Hanoi - Vietnam has fined four local newspapers and news websites between 750 and 937 dollars for publishing articles on a study purporting to link grapefruit consumption with breast cancer, an official said Monday. The Ministry of Information and Communication issued a decision ordering Thanh Nien and Popular Science newspapers and Dan Tri and Thoibaoviet.com websites to pay the cash fines, according to Nguyen Thanh Hai, chief investigator of the ministry.
The state-controlled newspapers and websites ran articles in July quoting a US university study that said eating grapefruits could raise the risk of breast cancer among post-menopausal women by up to 30 per cent.
The Vietnamese government objected to the articles, saying it hurt local growers of pomelo - a kind of grapefruit - when wary readers stopped buying the fruit.
"Their news articles have caused total damage cost of up to 60 billion dong (3.7 million dollars) to grapefruit growers in Vietnam," Hai said. "The information pulled the price of a grapefruit from 8,000-9,000 dong down to 2,000-3,000 dong."

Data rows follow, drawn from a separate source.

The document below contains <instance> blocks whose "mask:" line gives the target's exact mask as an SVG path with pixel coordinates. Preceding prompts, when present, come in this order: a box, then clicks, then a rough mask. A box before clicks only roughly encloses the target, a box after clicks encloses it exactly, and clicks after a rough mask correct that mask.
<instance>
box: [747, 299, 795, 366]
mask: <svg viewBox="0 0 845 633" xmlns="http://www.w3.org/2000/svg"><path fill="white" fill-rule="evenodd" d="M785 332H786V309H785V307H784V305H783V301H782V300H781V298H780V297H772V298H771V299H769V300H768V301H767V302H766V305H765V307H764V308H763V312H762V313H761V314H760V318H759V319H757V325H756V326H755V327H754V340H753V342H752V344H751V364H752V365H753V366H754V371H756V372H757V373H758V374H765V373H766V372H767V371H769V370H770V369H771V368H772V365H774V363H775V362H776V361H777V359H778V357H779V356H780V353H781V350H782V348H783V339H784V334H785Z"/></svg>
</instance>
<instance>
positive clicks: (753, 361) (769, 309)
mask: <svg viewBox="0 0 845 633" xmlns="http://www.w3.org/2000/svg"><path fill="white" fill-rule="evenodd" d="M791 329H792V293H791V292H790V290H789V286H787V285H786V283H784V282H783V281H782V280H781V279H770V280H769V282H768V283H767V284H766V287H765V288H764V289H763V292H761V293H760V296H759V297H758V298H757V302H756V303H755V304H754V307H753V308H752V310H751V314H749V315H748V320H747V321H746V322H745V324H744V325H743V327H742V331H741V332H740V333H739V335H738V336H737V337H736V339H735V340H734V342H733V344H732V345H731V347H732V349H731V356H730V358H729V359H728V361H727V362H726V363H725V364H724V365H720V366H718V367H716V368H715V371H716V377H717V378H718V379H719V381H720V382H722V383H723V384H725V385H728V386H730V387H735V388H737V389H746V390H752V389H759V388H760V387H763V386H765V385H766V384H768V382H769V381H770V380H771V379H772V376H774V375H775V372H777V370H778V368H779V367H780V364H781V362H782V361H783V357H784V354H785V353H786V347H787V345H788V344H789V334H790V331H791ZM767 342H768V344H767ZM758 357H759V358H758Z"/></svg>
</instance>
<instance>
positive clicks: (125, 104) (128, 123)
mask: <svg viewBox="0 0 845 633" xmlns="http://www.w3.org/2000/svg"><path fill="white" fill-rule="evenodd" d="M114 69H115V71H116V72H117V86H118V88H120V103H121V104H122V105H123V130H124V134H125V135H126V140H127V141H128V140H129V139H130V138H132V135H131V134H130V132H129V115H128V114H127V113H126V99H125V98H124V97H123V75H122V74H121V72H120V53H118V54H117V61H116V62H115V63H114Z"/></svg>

Hai said the study - conducted of 50,000 post-menopausal women by researchers at the University of Southern California and the University of Hawaii - did not prove any conclusive link for grapefruits grown in Vietnam and so the articles should not have been published.
Communist-run Vietnam has more than 700 newspapers and broadcast stations as well as dozens of websites, all subject to strict state control.